COVID-19 Risk Informed Release Form

I understand that I am opting for an elective treatment that is not urgent and may not be medically necessary.

I also understand that the novel Coronavirus (COVID-19) has been declared a worldwide pandemic by the World Health Organization. I further understand COVID-19 is extremely contagious and is believed to spread by person-to-person contact; and, as a result, federal and health agencies recommend social distancing. I recognize that Drs. Colville and Zavell and the staff of Bella Via are closely monitoring this situation and have put in place reasonable preventive measures aimed to reduce the spread of COVID-19. However, given the nature of the virus, I understand there is an inherent risk of becoming infected with COVID-19 by virtue of proceeding with this elective treatment. I hereby acknowledge and assume the risk of becoming infected with COVID-19 through this elective treatment, and I give my express permission for Drs. Colville and Zavell and all the staff at Bella Via to proceed with the same.

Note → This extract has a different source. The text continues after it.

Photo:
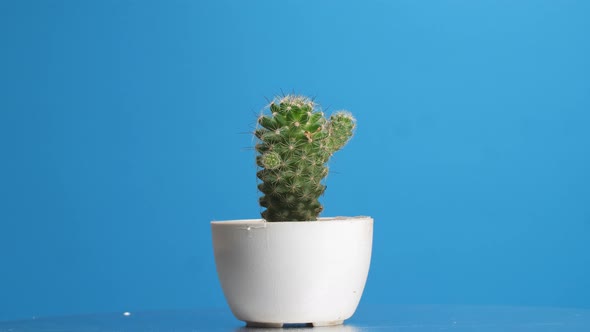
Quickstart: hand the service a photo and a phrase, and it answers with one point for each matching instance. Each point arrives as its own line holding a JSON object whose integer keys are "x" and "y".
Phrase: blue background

I understand that even if I have tested for COVID-19 and received a negative test result, the test in some cases may fail to detect the virus or I may have contracted COVID-19 after the test. I understand that, if I have COVID-19 infection, and even if I do not have any symptoms for the same, proceeding with this elective treatment can lead to a higher chance of complication and death.

I understand that possible exposure to COVID-19 before/during/after my treatment may result in the following: a positive COVID-19 diagnosis, extended quarantine/self-isolation, additional tests, hospitalization that may require medical therapy, Intensive Care treatment, possible need of intubation/ventilator support, short-term or long-term intubation, other potential complications, and the risk of death. In additions, after my elective treatment, I may need additional care that may require me to go to an emergency room or a hospital.

I understand the COVID-19 may cause additional risks, come or many of which may not currently be known at this time, in addition to the risks described herein, as well as those risks for the treatment itself.

I have been given the option to defer my treatment to a later date without penalty. However, I understand all the potential risks, including but not limited to the potential short-term and long-term complications related to COVID-19, and I would like to proceed with my desired treatment.